So far, the Los Angeles Unified School District’s (LAUSD) efforts to raise money this year have failed. In June, voters shot down the proposed parcel tax, which would have raised property taxes to help fund the school system; and this week, California again lost out on federal Race to the Top education funding.
At Fairfax High School, however, administrators are pursuing other ways to raise funds. Starting this fall, Fairfax High will boast a development office with three full-time and two part-time staff members, all devoted to raising money for the school and strengthening ties to the local community.
“Private schools and schools in more affluent communities have personnel dedicated to fundraising and connecting with the community,” Fairfax High Principal Ed Zubiate said. “I thought we needed to do that as well. Especially in a big city, it’s important to get support from the local community for the local school.”
In 2007, with financial support from the Greenway Arts Alliance, Zubiate hired a part-time development officer, Joyce Kleifield. During the subsequent three years, Kleifield helped bring in $15 million from a variety of sources, including school district bonds, government grants, and $2 million in privately raised funds. The money has paid for a number of capital improvements to the school, including a new auditorium, and a new football field and grandstand, which should be completed by next fall.
Because of the success of the capital campaign, Greenway Arts Alliance, a local nonprofit that raises funds through the Melrose Trading Post, a flea market held every Sunday in the Fairfax High parking lot where Fairfax students volunteer, agreed to fund the expansion of the development office. Kleifield will now serve as director of development, while one full-time staff member will work as a grant writer and another will oversee alumni relations.
Kleifield said her goal was to generate $1 million a year for the school and eventually develop an endowment, and to utilize the assets in the community.
“We’re a big property here,” Kleifield said. “We have a lot to offer, with meeting space, production space. We’re constantly looking for opportunities to serve the community, and we want to get kids involved in all those activites as well.”
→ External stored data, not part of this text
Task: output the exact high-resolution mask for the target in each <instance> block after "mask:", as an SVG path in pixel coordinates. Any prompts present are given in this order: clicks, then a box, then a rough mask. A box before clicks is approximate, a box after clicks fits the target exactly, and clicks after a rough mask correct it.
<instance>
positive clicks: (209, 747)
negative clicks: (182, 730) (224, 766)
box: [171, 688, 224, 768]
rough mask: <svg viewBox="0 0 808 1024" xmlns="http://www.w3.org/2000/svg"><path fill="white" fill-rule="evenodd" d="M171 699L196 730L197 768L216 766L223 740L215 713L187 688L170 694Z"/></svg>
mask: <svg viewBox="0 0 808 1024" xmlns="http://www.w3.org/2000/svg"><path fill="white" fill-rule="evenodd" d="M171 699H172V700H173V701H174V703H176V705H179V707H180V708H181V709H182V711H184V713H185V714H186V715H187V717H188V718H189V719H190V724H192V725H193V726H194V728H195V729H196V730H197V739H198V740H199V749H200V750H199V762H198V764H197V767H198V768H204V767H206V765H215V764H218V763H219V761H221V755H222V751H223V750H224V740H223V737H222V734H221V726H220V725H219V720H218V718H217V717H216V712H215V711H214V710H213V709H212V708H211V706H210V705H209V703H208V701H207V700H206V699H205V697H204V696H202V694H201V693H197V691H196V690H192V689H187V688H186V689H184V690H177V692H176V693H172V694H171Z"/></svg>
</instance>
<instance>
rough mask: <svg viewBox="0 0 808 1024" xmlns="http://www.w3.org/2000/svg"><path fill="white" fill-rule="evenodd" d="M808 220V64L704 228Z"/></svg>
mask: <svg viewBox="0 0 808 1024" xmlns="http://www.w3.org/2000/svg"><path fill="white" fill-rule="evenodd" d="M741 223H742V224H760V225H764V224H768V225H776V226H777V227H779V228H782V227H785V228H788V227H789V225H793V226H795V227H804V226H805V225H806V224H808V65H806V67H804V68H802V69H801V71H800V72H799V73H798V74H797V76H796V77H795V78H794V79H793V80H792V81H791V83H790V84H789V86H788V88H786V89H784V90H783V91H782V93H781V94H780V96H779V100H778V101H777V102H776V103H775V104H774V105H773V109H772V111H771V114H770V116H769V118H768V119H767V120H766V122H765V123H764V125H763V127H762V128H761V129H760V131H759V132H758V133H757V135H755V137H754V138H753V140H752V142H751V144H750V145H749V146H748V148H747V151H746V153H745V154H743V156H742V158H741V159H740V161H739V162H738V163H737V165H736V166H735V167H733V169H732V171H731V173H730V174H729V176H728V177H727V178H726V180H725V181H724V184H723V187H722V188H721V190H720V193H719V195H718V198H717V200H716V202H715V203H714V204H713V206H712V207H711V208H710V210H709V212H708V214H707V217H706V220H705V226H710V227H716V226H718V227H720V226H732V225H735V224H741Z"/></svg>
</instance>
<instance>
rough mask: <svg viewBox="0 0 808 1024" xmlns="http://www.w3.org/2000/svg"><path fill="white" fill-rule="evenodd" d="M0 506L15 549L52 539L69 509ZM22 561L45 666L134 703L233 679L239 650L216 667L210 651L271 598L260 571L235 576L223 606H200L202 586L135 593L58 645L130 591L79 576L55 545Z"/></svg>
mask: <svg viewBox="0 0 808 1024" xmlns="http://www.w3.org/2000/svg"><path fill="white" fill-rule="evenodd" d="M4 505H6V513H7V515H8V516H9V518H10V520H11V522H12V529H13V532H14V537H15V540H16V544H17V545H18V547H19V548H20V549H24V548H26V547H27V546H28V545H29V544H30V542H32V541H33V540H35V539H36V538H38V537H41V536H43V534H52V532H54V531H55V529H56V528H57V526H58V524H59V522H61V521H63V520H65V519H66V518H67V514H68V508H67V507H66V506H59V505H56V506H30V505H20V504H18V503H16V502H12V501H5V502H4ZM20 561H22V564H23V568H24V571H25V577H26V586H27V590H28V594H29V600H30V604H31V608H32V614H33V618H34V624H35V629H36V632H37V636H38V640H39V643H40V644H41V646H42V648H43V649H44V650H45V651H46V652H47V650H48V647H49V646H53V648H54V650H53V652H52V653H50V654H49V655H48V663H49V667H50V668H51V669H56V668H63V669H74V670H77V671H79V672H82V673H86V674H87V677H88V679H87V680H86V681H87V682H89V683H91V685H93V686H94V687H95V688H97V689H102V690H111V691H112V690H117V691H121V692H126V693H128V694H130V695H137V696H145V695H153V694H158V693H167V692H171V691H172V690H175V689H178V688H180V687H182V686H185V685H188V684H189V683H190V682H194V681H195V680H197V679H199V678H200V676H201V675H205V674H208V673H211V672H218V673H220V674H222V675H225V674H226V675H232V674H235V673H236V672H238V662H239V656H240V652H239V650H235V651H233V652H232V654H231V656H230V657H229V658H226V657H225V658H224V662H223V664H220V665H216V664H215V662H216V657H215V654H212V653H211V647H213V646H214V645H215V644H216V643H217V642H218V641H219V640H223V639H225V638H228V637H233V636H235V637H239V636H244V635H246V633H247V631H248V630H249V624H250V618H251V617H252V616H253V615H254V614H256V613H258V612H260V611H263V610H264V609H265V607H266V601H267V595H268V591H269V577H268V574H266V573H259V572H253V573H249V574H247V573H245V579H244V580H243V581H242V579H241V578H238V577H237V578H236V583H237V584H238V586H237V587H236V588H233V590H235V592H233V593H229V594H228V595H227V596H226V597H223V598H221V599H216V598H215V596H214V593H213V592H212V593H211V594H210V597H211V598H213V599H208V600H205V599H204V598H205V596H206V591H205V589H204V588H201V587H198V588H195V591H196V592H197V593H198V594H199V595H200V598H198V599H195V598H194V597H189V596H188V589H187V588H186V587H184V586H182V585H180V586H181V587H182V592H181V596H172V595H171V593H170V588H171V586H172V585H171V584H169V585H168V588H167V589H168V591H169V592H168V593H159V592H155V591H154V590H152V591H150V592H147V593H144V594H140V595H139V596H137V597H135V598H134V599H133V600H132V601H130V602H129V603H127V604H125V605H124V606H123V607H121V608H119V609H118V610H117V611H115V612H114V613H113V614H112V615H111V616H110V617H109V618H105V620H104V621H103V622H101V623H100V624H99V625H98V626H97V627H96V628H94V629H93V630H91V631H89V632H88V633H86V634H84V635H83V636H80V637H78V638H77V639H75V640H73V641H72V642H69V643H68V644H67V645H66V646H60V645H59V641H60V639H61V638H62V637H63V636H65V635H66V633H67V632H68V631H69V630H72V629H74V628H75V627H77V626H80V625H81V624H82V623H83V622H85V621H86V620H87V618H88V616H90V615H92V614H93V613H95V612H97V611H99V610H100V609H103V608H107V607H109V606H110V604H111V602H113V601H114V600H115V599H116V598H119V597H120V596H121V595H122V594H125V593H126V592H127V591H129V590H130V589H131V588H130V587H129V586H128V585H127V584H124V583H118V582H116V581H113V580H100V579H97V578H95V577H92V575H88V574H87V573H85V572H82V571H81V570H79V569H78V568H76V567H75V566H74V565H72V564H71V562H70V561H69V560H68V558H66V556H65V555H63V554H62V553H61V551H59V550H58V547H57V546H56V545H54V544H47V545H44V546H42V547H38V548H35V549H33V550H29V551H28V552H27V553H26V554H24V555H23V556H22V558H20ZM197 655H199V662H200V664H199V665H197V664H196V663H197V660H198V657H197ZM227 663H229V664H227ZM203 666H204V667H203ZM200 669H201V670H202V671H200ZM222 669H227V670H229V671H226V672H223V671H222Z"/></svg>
Now, with the capital improvements fully funded, Zubiate has turned his attention towards instruction in and out of the classroom. The development office has partnered with local businesses like CBS, which helped fund improvements to the auditorium, and where students will be able to undertake internships. In addition, Zubiate is hoping to fund paid professional development for teachers.
Zubiate said he’d like to use the Washington D.C. school system, which uses private funding to offer higher salaries to teachers who go through non-required professional training programs. He said $2,500 a year for each teacher could slowly help improve the school, $5,000 per teacher could drive dramatic improvements, and $10,000 per teacher could make Fairfax High one of the best schools in the country. Currently, Fairfax High School has about 80 full-time classroom teachers.
“It’s very ambitious, I don’t know if we can do it,” Zubiate said. “They would be much more willing to commit not just to training, but to help create that training. That ten thousand would be an incredible incentive.”
One of the potential obstacles to the plan is the school district, which Zubiate is unsure will allow him to offer financial incentives to teachers.
“We’re working with people at the highest levels, trying to loosen things up and have them look at things differently,” Zubiate said. “They tell us to teach outside the box, but they won’t let us out of the box. We’ve gotten great help from the district, but we’re disappointed that they haven’t said, ‘What an idea! Why can’t we do that?’”
In the past, LAUSD Board Member Steve Zimmer, 4th District, has said that Greenway Arts Alliance is one of the programs he wanted to emulate around the district, but he also expressed doubt that all schools have the kind of resources in their areas that Fairfax High does.
Jack Kyser, founding economist at the Los Angeles Economic Development Corporation, said the UC system, which has recently had its state funding cut, could provide a role model for public schools trying to raise private revenue during the budget crisis. However, he added that private fundraising would increase inequality within large school districts.
“In districts like LAUSD, that have everything from economically very distressed areas to high income areas, you’re going to have inequality in the funds schools in different areas can raise,” Kyser said.
However, Pierson Blaetz, co-founder of the Greenway Arts Alliance, said he hoped Fairfax High could serve as a model for how, Title I schools, where the majority of students come from families living below the poverty line, can raise money.
“What’s happened at Fairfax is unusual for a Title I public school,” Blaetz said. “In more affluent areas, and at private schools, fundraisers bring in a lot of money, but schools in these areas have a hard time bringing in additional dollars other than what the government provide, because the parent base doesn’t have the time or finances to support the school. We have to find ways to connect these schools with their communities, and we’ve been able to accomplish that at Fairfax.”
Zubiate also expressed hope that the work in the development office will leave an enduring impact at Fairfax High.
“This is going to be my legacy,” Zubiate said. “This is the thing that I’m leaving Fairfax on, and I have a great lady helping me, and that’s Joyce.”